The summer open air cinema was then near the Sporting d’Été where Peppino di Capri, Sammy Davis Jr and Whitney Houston were highlights that year and Yannick Noah was best man at an “absolutely fabulous” local wedding in the Salle des Étoiles, with 1000 guests, a live band and fireworks galore.
After raising the rents by an astounding 30%, a nearby elite apartment building relegated anyone carrying a white plastic bag to the back entrance … only those with gold Gucci-style bags could pass through the front door. “If it’s magical, it must be Monaco,” I proclaimed, “but … for the price of a studio by the sea in Monte Carlo, you could buy a 34-room chateau and 12 hectares in the centre of France … only 3 million francs!”

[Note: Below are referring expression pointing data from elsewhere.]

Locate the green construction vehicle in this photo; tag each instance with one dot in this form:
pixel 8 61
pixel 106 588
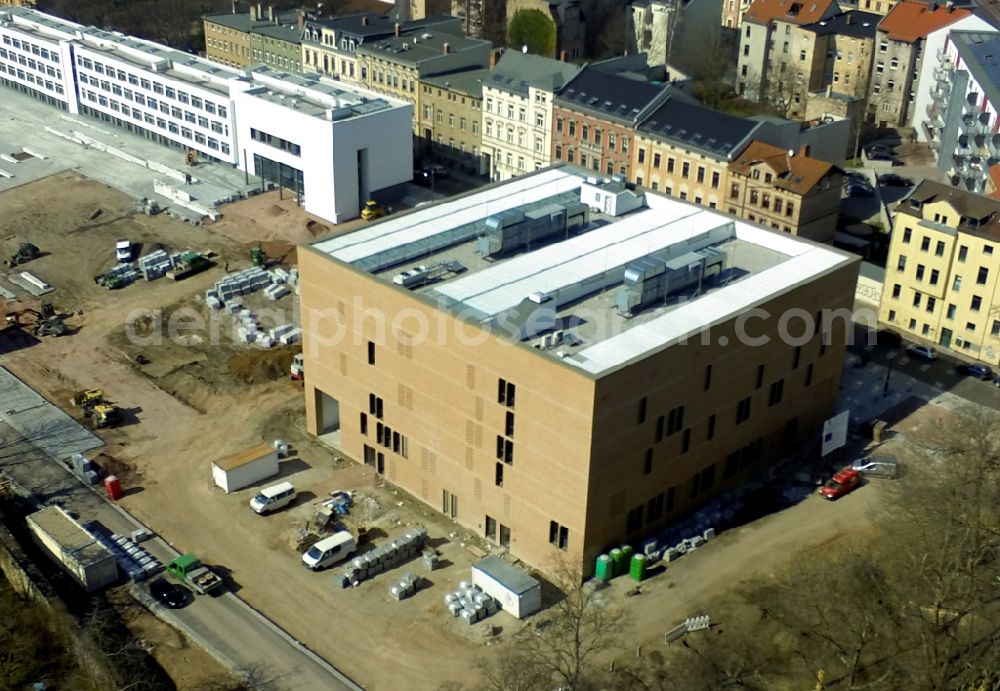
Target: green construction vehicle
pixel 25 253
pixel 189 569
pixel 189 264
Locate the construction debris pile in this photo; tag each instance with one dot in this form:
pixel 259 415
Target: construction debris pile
pixel 470 603
pixel 132 559
pixel 368 565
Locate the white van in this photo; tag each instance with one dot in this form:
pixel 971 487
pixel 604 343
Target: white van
pixel 330 550
pixel 273 498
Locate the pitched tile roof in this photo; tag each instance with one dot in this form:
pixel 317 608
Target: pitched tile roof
pixel 910 21
pixel 795 11
pixel 798 173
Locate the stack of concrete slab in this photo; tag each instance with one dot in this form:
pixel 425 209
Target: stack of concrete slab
pixel 276 291
pixel 132 559
pixel 405 587
pixel 155 265
pixel 285 334
pixel 242 283
pixel 470 604
pixel 399 551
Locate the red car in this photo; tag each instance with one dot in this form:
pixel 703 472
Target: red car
pixel 840 484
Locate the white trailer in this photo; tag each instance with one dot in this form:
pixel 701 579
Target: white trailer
pixel 245 468
pixel 518 593
pixel 89 562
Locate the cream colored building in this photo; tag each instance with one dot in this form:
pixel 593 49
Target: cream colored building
pixel 555 426
pixel 941 276
pixel 517 112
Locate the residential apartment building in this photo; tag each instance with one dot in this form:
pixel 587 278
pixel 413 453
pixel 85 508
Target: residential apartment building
pixel 396 65
pixel 961 122
pixel 683 150
pixel 766 68
pixel 567 20
pixel 650 23
pixel 926 83
pixel 539 416
pixel 595 115
pixel 941 276
pixel 898 58
pixel 451 118
pixel 517 112
pixel 262 36
pixel 785 190
pixel 329 46
pixel 277 126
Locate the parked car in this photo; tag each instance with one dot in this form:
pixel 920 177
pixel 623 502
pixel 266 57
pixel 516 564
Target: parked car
pixel 170 594
pixel 978 371
pixel 877 466
pixel 922 352
pixel 844 482
pixel 893 180
pixel 884 156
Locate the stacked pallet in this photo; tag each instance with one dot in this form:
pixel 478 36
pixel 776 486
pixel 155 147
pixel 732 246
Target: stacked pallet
pixel 368 565
pixel 155 265
pixel 470 604
pixel 132 559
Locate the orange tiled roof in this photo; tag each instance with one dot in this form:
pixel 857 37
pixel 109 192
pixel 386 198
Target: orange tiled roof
pixel 798 173
pixel 911 21
pixel 795 11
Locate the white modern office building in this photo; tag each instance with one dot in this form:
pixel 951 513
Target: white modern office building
pixel 332 145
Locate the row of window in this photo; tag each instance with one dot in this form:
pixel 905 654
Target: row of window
pixel 48 85
pixel 32 48
pixel 30 63
pixel 148 118
pixel 150 85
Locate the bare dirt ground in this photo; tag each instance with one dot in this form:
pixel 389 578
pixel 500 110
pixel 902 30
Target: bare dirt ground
pixel 195 402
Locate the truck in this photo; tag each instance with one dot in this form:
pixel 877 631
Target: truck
pixel 188 568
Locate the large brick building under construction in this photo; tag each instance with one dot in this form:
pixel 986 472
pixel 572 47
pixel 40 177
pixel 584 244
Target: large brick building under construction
pixel 561 364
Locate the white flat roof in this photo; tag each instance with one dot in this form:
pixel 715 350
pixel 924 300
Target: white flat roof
pixel 585 267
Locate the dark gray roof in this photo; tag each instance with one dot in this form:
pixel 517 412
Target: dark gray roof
pixel 611 95
pixel 694 126
pixel 375 25
pixel 469 82
pixel 980 51
pixel 516 71
pixel 851 23
pixel 514 579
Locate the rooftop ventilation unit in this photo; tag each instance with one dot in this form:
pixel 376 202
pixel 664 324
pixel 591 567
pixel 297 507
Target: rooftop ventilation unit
pixel 651 280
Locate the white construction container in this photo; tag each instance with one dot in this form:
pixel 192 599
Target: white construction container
pixel 89 562
pixel 245 468
pixel 517 593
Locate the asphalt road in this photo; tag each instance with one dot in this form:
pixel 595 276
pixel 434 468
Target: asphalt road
pixel 224 625
pixel 940 373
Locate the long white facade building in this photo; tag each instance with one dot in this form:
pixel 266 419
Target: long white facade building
pixel 334 146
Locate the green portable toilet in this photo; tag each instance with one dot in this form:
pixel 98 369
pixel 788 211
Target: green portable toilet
pixel 616 562
pixel 605 568
pixel 626 557
pixel 637 570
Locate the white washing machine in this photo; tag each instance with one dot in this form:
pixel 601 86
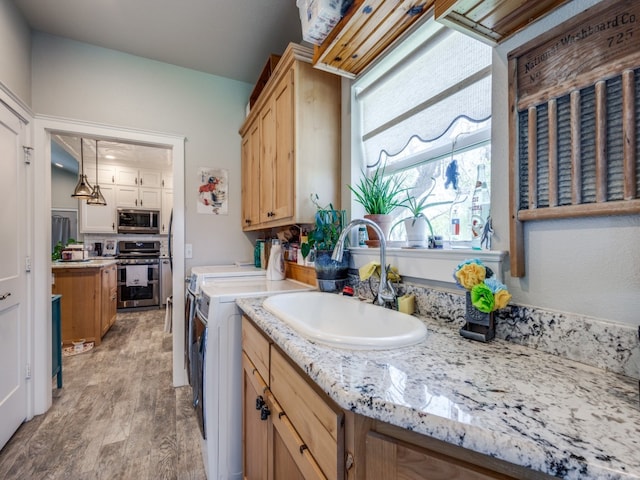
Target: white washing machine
pixel 199 275
pixel 219 367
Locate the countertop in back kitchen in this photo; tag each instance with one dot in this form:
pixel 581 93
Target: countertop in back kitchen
pixel 504 400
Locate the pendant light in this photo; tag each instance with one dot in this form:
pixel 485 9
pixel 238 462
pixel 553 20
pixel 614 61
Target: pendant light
pixel 83 189
pixel 97 198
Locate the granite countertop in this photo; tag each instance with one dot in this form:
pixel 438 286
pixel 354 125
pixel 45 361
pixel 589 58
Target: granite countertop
pixel 90 263
pixel 504 400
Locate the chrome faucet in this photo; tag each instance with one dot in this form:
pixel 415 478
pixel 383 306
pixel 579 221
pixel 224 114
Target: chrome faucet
pixel 386 293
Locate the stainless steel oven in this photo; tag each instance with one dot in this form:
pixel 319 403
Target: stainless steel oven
pixel 138 274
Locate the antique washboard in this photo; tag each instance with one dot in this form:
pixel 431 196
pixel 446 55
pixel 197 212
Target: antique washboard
pixel 574 99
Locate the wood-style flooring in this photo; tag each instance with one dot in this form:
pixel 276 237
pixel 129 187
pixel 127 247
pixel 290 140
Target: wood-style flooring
pixel 116 417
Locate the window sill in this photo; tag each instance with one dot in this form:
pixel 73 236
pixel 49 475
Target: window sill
pixel 429 264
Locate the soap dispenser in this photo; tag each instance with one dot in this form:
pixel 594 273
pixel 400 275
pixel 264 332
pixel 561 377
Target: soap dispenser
pixel 275 266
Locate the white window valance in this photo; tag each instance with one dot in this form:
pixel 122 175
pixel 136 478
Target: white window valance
pixel 434 77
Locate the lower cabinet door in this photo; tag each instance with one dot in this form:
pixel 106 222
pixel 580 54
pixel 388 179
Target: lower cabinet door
pixel 254 430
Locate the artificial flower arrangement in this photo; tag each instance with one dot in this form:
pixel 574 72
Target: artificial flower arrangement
pixel 487 293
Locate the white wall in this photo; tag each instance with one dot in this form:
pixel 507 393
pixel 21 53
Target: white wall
pixel 62 185
pixel 585 266
pixel 83 82
pixel 15 47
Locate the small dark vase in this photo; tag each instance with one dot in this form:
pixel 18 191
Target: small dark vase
pixel 478 325
pixel 331 275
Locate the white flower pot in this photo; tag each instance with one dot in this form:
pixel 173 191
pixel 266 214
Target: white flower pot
pixel 417 232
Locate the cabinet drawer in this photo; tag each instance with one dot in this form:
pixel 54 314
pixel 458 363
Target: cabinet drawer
pixel 289 449
pixel 256 346
pixel 319 424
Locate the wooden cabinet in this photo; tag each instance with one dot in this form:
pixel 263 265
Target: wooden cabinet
pixel 109 298
pixel 100 218
pixel 293 430
pixel 291 144
pixel 88 303
pixel 366 31
pixel 250 176
pixel 295 433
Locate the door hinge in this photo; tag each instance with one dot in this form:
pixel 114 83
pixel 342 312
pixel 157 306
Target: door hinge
pixel 27 154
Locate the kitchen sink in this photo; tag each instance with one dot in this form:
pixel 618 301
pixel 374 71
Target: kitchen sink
pixel 346 322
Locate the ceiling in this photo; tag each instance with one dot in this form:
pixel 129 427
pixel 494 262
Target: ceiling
pixel 229 38
pixel 66 153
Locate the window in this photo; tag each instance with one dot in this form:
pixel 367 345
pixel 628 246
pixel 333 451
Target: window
pixel 424 112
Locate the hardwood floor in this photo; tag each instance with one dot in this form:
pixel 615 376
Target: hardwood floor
pixel 116 417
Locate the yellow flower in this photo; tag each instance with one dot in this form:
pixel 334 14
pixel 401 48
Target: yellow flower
pixel 502 298
pixel 470 275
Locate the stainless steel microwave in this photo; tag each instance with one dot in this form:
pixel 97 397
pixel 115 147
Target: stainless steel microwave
pixel 138 221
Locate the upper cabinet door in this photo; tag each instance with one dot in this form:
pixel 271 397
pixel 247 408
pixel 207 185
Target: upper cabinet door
pixel 100 218
pixel 127 176
pixel 167 180
pixel 284 160
pixel 150 178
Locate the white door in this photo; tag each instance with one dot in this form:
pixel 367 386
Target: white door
pixel 13 188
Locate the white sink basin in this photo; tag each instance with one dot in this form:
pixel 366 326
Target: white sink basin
pixel 346 322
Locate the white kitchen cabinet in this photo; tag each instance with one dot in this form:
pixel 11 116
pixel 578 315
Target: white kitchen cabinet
pixel 129 176
pixel 167 180
pixel 99 218
pixel 167 206
pixel 150 178
pixel 139 197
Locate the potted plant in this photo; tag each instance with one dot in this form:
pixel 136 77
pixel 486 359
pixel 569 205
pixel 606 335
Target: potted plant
pixel 329 222
pixel 379 195
pixel 418 226
pixel 484 295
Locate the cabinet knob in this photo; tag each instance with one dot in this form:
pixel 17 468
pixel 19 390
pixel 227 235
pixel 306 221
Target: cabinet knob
pixel 264 412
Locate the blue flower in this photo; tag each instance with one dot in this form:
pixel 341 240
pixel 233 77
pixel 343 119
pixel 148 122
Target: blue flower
pixel 494 285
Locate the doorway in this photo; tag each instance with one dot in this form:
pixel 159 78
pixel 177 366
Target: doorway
pixel 44 128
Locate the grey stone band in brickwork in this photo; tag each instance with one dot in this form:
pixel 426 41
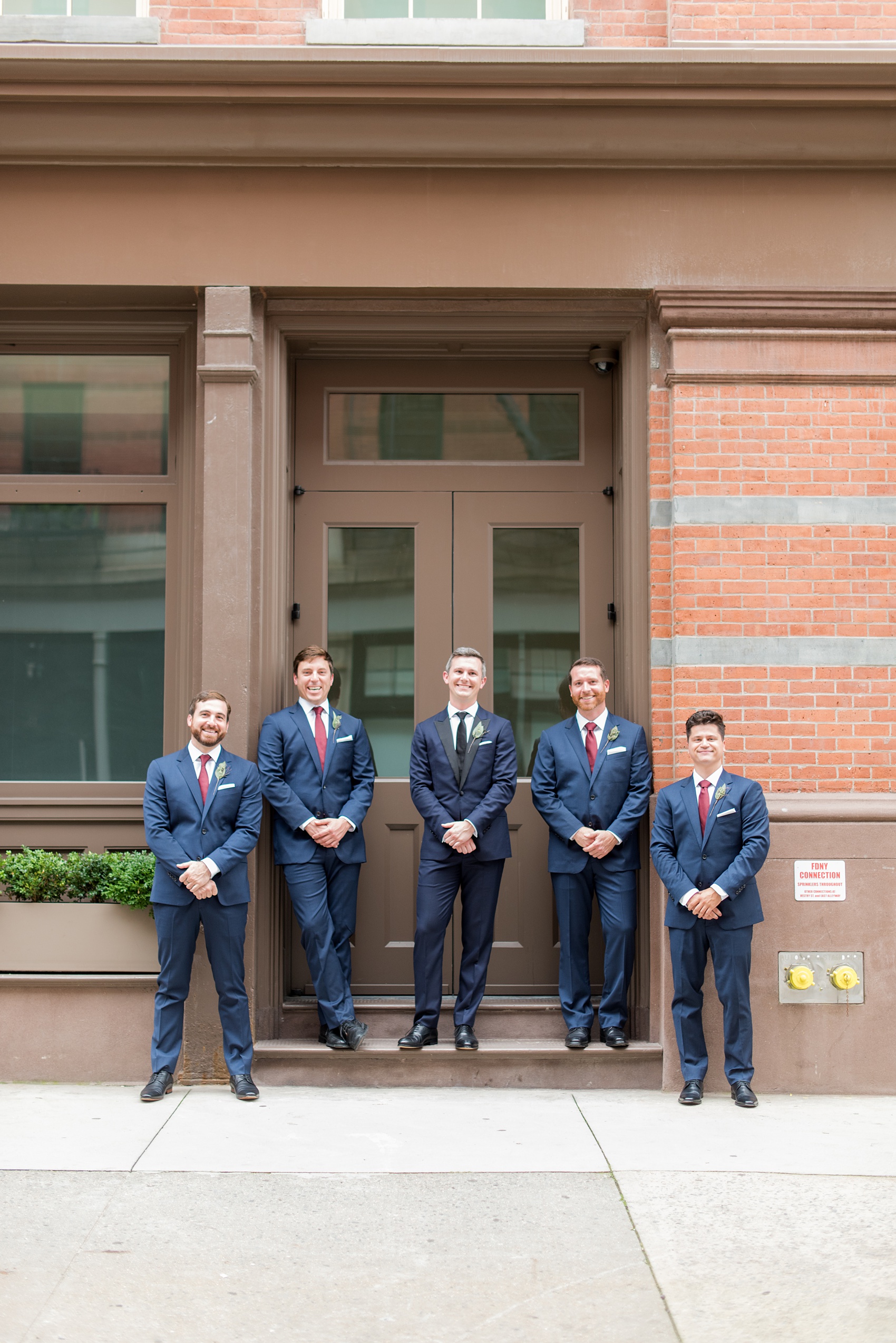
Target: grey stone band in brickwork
pixel 708 652
pixel 82 28
pixel 773 511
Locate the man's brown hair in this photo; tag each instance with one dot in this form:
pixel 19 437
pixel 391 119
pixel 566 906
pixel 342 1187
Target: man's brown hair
pixel 588 662
pixel 207 695
pixel 314 651
pixel 702 719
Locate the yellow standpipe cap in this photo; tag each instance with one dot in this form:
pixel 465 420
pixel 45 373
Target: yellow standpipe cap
pixel 801 977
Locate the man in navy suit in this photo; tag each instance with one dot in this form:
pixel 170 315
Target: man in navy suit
pixel 463 781
pixel 710 840
pixel 591 784
pixel 317 774
pixel 202 813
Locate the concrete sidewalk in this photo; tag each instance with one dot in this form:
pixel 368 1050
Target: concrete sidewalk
pixel 406 1216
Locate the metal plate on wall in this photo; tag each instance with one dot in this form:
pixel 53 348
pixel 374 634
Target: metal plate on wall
pixel 821 989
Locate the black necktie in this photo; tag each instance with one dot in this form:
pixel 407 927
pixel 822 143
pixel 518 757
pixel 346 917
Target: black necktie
pixel 461 739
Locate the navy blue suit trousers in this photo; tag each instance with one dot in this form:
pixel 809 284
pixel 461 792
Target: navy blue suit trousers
pixel 178 930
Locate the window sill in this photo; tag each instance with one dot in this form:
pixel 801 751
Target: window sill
pixel 120 31
pixel 445 33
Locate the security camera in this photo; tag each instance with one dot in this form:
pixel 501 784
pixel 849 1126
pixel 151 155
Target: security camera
pixel 602 359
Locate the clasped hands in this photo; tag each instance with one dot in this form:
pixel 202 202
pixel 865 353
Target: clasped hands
pixel 329 832
pixel 597 844
pixel 459 836
pixel 198 880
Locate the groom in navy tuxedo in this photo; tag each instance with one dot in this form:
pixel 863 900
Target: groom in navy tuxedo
pixel 710 840
pixel 591 784
pixel 317 774
pixel 463 781
pixel 202 813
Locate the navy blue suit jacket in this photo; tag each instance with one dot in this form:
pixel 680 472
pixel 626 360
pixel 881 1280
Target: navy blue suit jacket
pixel 299 790
pixel 730 852
pixel 179 829
pixel 481 793
pixel 615 796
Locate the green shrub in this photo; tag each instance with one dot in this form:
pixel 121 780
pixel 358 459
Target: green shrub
pixel 40 876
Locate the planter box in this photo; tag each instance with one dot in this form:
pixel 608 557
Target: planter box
pixel 87 939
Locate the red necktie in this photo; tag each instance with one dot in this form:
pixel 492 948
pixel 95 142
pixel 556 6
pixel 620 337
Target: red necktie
pixel 590 745
pixel 320 733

When faxing was the new thing
I sent my articles by fax in 1989, then la grande vogue – no emails and no mobile phones. The 24-hour English Sky News arrived on our TV and 2500 people from 82 countries took part in a star-studded 29th International TV Festival, created by Prince Rainier to reward the best TV programmes, directors and actors. Loni Anderson, Alain Delon, Ben Kingsley, Yehudi Menuhin, Montserrat Caballe, Renata Scott and Robert Altman were in town for the festivities. In addition to the men’s Grand Prix tennis tournament, there was a women’s event at the Country Club, with Steffi Graf and Navratilova competing for the Coupe des Dames.
After celebrating 700 years of the Grimaldi dynasty, this tiny Principality continued to grow. Old buildings were replaced by apartment blocks and after 10 years’ work the Grimaldi Forum changed Larvotto’s seafront forever. There were so many cranes that I named the crane as the national bird; a heliport, apartment blocks and the Chapiteau in Fontvieille, the Metropole centre, Monte Carlo Bay Hotel and a revolutionary new jetty to protect the port, an amazing transformation. Then the railway station was moved underground so they could build on the tracks.
A Russian invasion
Today, Prince Albert is head of a modern city. 35,000 people travel daily from France to work and hundreds of wealthy Russians are allegedly eager to move here; so many, in fact, that an appreciative Monaco, happy to have survived the economic crisis thus far with a useful influx of their billions, is to celebrate all things Russian for the whole of 2015. How sad that the lovely art deco Sporting d’Hiver, centre of life and glamour in the halcyon days of Diaghilev and Les Ballets Russes, is to be demolished and the fabled Golden Square will be a building site. I wonder what the Principality will look like in another 25 years.